Google AR-powered Microscope mixing Machine Learning and Augmented Reality has been developed for detecting cancer
Google AR-powered Microscope
Google AR-powered Microscope has been developed for detecting cancer. It’s basically a team effort by Google researchers who have come up with a Machine Learning (ML) and Augmented Reality (AR) powered microscope that helps in real-time detection for saving lives of the patients. During the annual meeting of the American Association for Cancer Research (AACR) in Chicago, Illinois on Monday, Google explained a prototype Augmented Reality Microscope (ARM) platform that helps in accelerating and democratising the adoption of deep learning tools for pathologists around the world.
It consists of a modified light microscope that makes real-time image analysis and presentation of the results of ML algorithms directly into the field of view. The ARM retrofits into existing light microscopes all around the world by using low-cost and easily available components. It doesn’t even need whole slide digital versions of the tissue being analysed.
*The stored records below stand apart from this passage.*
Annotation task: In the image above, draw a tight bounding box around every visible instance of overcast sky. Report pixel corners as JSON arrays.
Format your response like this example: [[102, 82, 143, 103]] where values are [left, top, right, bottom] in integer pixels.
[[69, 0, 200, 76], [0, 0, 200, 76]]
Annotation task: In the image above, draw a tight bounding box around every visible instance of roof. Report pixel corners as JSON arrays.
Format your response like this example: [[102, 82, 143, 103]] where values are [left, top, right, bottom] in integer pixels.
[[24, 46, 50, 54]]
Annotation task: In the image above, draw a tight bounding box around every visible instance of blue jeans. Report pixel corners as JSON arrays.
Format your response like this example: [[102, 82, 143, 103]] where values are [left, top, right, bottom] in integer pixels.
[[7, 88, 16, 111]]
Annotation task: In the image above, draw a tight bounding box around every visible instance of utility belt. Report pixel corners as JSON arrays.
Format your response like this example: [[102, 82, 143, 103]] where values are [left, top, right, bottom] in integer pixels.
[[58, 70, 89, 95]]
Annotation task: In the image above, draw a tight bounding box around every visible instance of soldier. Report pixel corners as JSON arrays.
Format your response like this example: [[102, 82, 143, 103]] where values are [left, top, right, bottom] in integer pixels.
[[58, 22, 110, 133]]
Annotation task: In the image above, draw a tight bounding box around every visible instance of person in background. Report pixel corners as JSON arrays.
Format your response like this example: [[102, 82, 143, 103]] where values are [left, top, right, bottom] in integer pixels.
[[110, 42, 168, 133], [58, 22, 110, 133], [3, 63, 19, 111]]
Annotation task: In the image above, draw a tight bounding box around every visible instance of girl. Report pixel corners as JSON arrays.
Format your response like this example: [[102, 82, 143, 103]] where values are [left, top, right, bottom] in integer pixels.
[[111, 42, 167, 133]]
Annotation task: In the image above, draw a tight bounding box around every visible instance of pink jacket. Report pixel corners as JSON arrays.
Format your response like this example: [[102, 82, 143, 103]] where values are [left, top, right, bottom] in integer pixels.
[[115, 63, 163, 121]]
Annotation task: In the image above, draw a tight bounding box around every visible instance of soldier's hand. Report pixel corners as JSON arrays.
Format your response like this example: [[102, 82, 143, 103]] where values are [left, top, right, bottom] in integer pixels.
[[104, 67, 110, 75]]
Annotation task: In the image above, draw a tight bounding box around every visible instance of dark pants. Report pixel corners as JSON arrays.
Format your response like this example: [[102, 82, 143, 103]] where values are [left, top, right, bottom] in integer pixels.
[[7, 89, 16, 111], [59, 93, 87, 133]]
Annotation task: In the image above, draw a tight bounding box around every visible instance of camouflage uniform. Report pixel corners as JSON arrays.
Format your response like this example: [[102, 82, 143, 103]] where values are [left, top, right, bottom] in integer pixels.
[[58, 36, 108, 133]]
It has shown promising results in the field of pathology, dermatology, radiology, and ophthalmology.
Martin Stumpe, Technical Lead and Craig Mermel, Product Manager, Google Brain Team, wrote in a blog post, “In principle, the ARM can provide a wide variety of visual feedback, including text, arrows, contours, heatmaps or animations, and is capable of running many types of machine learning algorithms aimed at solving different problems such as object detection, quantification or classification.”
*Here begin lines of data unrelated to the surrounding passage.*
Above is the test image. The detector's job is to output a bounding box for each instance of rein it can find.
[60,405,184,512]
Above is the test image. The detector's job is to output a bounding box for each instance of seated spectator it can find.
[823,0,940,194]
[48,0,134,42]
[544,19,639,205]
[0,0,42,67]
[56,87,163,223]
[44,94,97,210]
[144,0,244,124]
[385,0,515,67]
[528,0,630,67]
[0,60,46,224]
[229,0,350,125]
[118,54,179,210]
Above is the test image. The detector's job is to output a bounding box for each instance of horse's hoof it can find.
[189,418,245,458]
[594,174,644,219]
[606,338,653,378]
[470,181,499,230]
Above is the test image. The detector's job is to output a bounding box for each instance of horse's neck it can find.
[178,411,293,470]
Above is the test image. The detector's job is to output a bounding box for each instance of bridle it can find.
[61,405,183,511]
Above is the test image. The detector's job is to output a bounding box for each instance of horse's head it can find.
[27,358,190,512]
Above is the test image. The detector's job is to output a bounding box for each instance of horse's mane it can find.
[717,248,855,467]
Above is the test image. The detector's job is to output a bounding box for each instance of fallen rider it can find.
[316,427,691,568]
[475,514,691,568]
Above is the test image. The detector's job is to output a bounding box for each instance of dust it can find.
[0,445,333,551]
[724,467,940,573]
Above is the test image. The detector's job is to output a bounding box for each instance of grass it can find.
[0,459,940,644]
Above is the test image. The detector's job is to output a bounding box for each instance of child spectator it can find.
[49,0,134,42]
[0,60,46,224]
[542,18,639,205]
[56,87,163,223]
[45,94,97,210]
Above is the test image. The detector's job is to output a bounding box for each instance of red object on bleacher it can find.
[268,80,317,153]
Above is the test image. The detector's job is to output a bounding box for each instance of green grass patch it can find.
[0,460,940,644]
The post also said, “At Google, we have also published results showing that a convolutional neural network is able to detect breast cancer metastases in lymph nodes at a level of accuracy comparable to a trained pathologist.”
The new-age computational components and deep learning models, like those built on open source software “TensorFlow”, will allow a wide-range of pre-trained models for running on this platform. Google configured ARM for running 2 different cancer detection algorithms: one that helps in detecting breast cancer metastases in lymph node specimens and the second that helps in detecting prostate cancer in prostatectomy specimens.
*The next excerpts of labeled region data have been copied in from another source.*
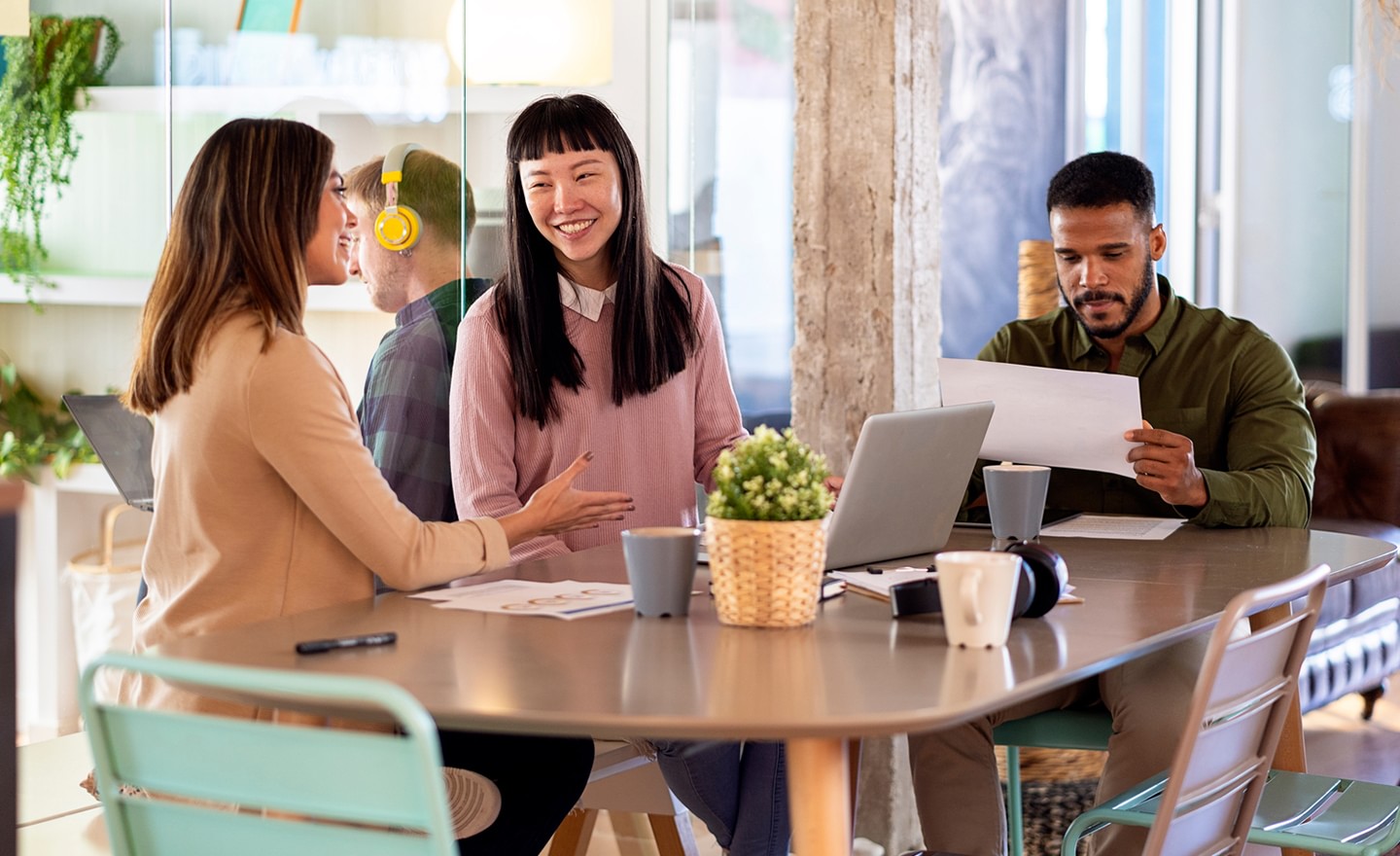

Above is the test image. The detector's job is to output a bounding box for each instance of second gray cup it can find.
[981,464,1050,541]
[621,527,700,618]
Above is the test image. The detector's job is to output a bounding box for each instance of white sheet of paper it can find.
[938,359,1142,478]
[1040,515,1186,541]
[433,580,631,620]
[408,580,547,601]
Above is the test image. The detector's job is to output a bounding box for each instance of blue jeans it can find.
[656,741,792,856]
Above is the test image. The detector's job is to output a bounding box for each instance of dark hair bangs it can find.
[508,99,607,164]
According to Google, “While both cancer models were originally trained on images from a whole slide scanner with a significantly different optical configuration, the models performed remarkably well on the ARM with no additional re-training.”
Google added, “We believe that the ARM has potential for a large impact on global health, particularly for the diagnosis of infectious diseases, including tuberculosis and malaria, in the developing countries.”